4.    You can pay the arrearage. Unfortunately, mortgage companies want you to do this all at once.  If you can’t come up with that much in cash, you can seek bankruptcy protection (typically a Chapter 13 bankruptcy) and spread the amount you are behind over several years.

5.    You can walk away and allow the property to be foreclosed. (This is often a much better solution than it sounds, since you get to stay in the house for months rent-free before moving and there will be nothing due to the mortgage company even if they don’t recoup all of the money owed.)

There are advantages and disadvantages to all of the above, and over the next several weeks, we will examine each of these “remedies,” in greater detail.

Lifeline for Underwater Homes

The parent agency for Fannie Mae and Freddie Mac is considering a proposal for mortgage pay down through Chapter 13, Reuters reports.  The White House denies interest in the plan.

The Principal Pay Down Plan, conceived by Norma Hammes, a San Jose bankruptcy lawyer, and promoted by NACBA, would allow homeowners in Chapter 13 bankruptcy with an underwater mortgage to direct up to five years of their payments on the mortgage to the reduction of the principal outstanding.  The plan would not otherwise change the mortgage terms.

As proposed, the plan would only apply to home loans owned or controlled by Fannie and Freddie, which make up about 90% of U.S. mortgages.

By devoting five years of payments to principal, homeowners, who now have few economic reasons to keep paying on debt tied to houses with shrunken value, could build up equity and a financial stake in otherwise overencumbered homes.

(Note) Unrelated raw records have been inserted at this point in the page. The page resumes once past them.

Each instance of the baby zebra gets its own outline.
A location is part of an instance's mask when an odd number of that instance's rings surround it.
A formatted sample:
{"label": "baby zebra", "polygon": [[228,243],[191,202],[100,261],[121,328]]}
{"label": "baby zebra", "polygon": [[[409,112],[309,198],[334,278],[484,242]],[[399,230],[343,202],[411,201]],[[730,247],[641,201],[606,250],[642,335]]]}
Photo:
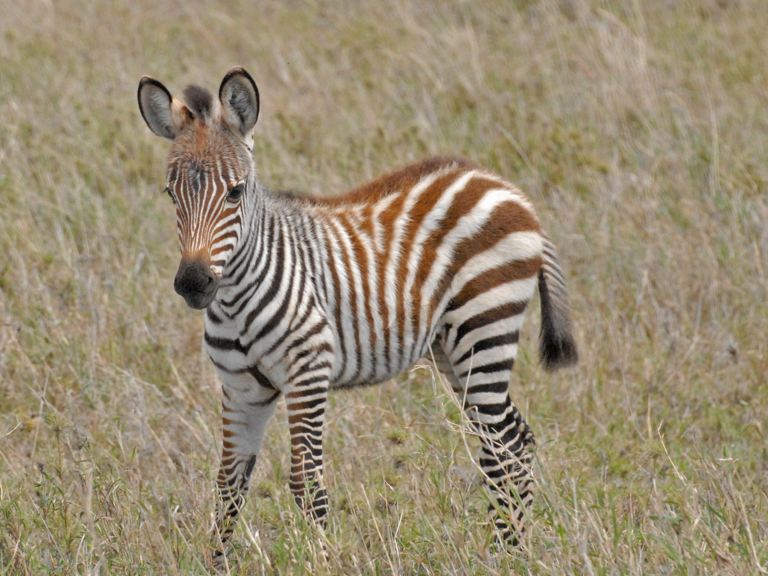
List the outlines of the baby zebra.
{"label": "baby zebra", "polygon": [[214,567],[248,491],[267,421],[285,398],[290,489],[323,525],[323,422],[329,390],[384,382],[434,359],[480,436],[489,516],[516,541],[532,495],[533,434],[508,392],[528,301],[541,300],[540,355],[573,364],[554,247],[522,193],[465,161],[435,158],[340,196],[270,193],[252,157],[259,92],[230,70],[218,98],[139,83],[141,114],[172,141],[166,192],[181,263],[174,287],[206,309],[223,383]]}

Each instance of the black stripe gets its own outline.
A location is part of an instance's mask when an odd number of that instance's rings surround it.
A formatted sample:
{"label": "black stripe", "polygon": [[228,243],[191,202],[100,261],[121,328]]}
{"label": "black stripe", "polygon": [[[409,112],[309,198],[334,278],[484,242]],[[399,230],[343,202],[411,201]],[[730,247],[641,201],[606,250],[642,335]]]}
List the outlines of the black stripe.
{"label": "black stripe", "polygon": [[516,344],[519,339],[520,333],[518,330],[515,330],[514,332],[510,332],[506,334],[500,334],[499,336],[478,340],[475,343],[472,347],[467,350],[464,356],[459,358],[455,363],[461,364],[462,362],[472,356],[472,354],[477,354],[478,352],[482,352],[483,350],[488,350],[491,348],[495,348],[496,346],[501,346],[505,344]]}

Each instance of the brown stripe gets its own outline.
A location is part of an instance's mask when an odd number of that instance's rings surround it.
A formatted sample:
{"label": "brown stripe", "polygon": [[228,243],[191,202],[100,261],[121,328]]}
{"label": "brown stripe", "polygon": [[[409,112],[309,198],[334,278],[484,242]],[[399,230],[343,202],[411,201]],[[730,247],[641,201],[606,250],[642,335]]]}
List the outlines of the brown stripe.
{"label": "brown stripe", "polygon": [[480,231],[474,236],[465,238],[454,249],[451,264],[446,266],[442,277],[438,282],[437,289],[432,293],[429,318],[432,317],[445,290],[450,286],[451,280],[470,258],[485,252],[515,232],[538,231],[539,229],[540,225],[536,217],[518,202],[507,200],[497,205]]}
{"label": "brown stripe", "polygon": [[[416,233],[419,231],[419,227],[422,225],[425,217],[432,211],[432,208],[435,207],[435,204],[445,191],[445,189],[456,180],[458,175],[455,171],[453,171],[437,178],[425,190],[422,191],[408,214],[408,224],[402,232],[402,242],[398,250],[400,254],[400,260],[395,272],[396,276],[395,294],[397,299],[396,317],[397,319],[397,339],[399,344],[401,362],[402,359],[406,359],[406,361],[408,359],[407,354],[405,349],[403,349],[406,338],[406,298],[408,297],[404,292],[404,286],[406,279],[408,276],[408,260],[413,247],[413,241],[415,240]],[[411,190],[409,190],[404,195],[407,196],[410,192]],[[412,291],[411,292],[411,295],[412,302]],[[415,304],[413,307],[418,309],[419,306]],[[413,318],[412,315],[411,318]]]}
{"label": "brown stripe", "polygon": [[472,298],[501,284],[535,276],[541,268],[541,257],[537,256],[527,260],[508,262],[496,268],[481,273],[462,286],[459,293],[451,299],[445,311],[449,312],[461,308]]}

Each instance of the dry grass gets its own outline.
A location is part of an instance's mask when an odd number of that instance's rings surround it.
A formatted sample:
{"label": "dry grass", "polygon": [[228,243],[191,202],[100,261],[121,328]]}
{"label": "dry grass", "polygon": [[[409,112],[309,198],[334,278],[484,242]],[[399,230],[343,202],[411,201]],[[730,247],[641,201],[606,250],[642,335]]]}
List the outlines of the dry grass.
{"label": "dry grass", "polygon": [[[264,3],[266,5],[266,3]],[[0,18],[0,574],[203,574],[218,382],[172,289],[142,74],[259,83],[257,165],[322,194],[425,155],[518,182],[581,362],[513,398],[523,548],[489,554],[473,439],[416,371],[336,394],[328,564],[269,429],[233,574],[764,573],[768,10],[760,0],[94,3]],[[17,424],[18,423],[18,424]]]}

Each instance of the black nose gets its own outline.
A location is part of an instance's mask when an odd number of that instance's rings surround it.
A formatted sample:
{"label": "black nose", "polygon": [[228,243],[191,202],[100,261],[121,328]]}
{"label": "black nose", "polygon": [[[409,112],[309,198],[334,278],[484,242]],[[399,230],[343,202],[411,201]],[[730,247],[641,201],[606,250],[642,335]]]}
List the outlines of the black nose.
{"label": "black nose", "polygon": [[205,308],[216,296],[219,282],[210,266],[200,260],[181,260],[174,280],[176,293],[184,296],[190,308]]}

It’s our opinion here at NorCalMortgageMods that a recovery of the California economy is tied, top and tail, to the housing market.  Congress failed to pass the judicial mortgage modification bill for bankruptcy relief to homeowners two years ago.  The Administration’s encouragement of mortgage modification has been insipid and ineffectual.

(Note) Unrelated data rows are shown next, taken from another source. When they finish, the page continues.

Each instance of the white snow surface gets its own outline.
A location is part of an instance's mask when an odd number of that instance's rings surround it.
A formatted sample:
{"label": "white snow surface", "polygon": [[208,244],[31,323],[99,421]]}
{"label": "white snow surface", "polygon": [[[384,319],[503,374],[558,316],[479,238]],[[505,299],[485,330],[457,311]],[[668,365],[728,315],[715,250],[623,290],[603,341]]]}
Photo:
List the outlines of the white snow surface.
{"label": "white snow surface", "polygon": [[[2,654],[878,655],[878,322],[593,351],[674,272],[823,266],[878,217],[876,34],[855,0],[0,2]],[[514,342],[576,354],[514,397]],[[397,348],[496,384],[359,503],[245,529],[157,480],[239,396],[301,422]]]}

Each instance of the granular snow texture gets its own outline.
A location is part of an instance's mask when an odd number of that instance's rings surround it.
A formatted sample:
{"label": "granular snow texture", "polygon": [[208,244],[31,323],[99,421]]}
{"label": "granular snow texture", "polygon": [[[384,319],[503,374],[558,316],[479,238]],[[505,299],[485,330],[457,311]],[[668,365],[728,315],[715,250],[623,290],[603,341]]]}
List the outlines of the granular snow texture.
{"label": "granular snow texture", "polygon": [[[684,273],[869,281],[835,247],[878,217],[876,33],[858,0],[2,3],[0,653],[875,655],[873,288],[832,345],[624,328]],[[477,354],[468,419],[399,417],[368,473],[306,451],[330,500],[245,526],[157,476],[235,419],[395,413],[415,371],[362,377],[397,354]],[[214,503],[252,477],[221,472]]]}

If this plan doesn’t suit the White House, what is their proposal?

 

 

Settlement with Banks = Trust and Recovery?

The Wall Street Journal reports that banks and a number of states are close to a settlement.  It is estimated that $19 Billion would be paid and banks would be monitored by an agreed upon third party, to ensure compliance with the terms of the deal.  Although nothing has been announced the article notes that the Obama Administration is pushing for a 50 state deal in attempts to put an end to the foreclosure log jam.

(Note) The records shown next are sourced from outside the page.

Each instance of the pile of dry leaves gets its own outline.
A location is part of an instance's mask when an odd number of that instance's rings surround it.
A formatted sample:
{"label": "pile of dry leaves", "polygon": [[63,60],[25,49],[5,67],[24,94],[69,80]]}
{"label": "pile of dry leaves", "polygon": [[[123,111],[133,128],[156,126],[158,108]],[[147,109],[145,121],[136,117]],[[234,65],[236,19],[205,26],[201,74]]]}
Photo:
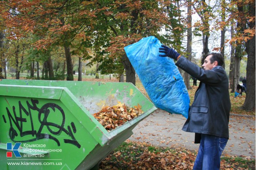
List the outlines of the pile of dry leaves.
{"label": "pile of dry leaves", "polygon": [[94,113],[93,116],[109,131],[142,113],[141,106],[139,104],[133,107],[129,108],[124,103],[119,102],[112,107],[108,106],[103,107],[99,112]]}

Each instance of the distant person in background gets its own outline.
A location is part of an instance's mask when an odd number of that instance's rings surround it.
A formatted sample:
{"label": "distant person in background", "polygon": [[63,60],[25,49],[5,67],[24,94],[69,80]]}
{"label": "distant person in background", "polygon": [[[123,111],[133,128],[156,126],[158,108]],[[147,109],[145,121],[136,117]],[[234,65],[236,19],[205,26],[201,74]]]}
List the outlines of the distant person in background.
{"label": "distant person in background", "polygon": [[242,95],[242,92],[246,92],[245,87],[244,86],[240,85],[239,84],[237,86],[237,92],[239,93],[241,96]]}
{"label": "distant person in background", "polygon": [[193,79],[193,85],[196,86],[196,81],[197,79],[193,77],[192,77],[192,79]]}
{"label": "distant person in background", "polygon": [[243,83],[243,86],[245,87],[246,89],[246,77],[244,77],[244,79],[242,80],[242,83]]}

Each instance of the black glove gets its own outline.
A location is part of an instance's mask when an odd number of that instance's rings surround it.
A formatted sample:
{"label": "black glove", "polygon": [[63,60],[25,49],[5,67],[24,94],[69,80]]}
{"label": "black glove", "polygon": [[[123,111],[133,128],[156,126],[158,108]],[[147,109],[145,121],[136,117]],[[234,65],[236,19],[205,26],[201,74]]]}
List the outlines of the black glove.
{"label": "black glove", "polygon": [[180,54],[177,52],[175,50],[172,48],[170,48],[167,46],[162,45],[161,46],[163,48],[159,48],[159,52],[162,52],[165,54],[161,55],[160,54],[159,56],[161,57],[169,57],[172,59],[177,59],[177,58]]}

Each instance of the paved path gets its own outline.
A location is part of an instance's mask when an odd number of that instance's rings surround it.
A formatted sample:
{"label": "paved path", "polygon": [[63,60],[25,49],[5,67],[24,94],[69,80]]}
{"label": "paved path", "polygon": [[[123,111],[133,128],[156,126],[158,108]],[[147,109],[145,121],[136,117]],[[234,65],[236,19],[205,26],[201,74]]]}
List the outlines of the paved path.
{"label": "paved path", "polygon": [[[241,118],[230,118],[229,139],[223,154],[255,159],[255,120]],[[155,146],[182,147],[197,151],[199,144],[194,143],[195,134],[181,130],[185,120],[180,115],[170,115],[158,109],[139,123],[129,139]]]}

With so many states strapped for cash the settlement will no doubt be a welcomed pay day. Similarly with the election year ahead the incumbent wants signs the economy is recovering well before November rolls around. External pressure aside the American people are ready to move on with their lives and get back to work.  It is unclear how resolving claims against the big banks will allow this to happen, but the link between the two is front and center in the media.

What the economy needs to move forward is trust and how the settlement will begin to rebuild the people’s trust in our economic system again is unclear.  While resolving disputes without litigation is beneficial I can’t help but think there is an opportunity in the settlement being overlooked.

Foreclosure Crisis Continues

240px-Sign_of_the_Times-Foreclosure

The New York Times states that the foreclosure crisis isn’t even half over!  Ouch!

The Times cited a report that analyzed the troubled homes from 2004 to 2008 and found that at least 2.7 million mortgages made between 2004 and 2008 have ended up in foreclosure and that there are nearly another 4 million in the same category.

According to the Times: “Put another way, ‘The nation is not even halfway through the foreclosure crisis.’”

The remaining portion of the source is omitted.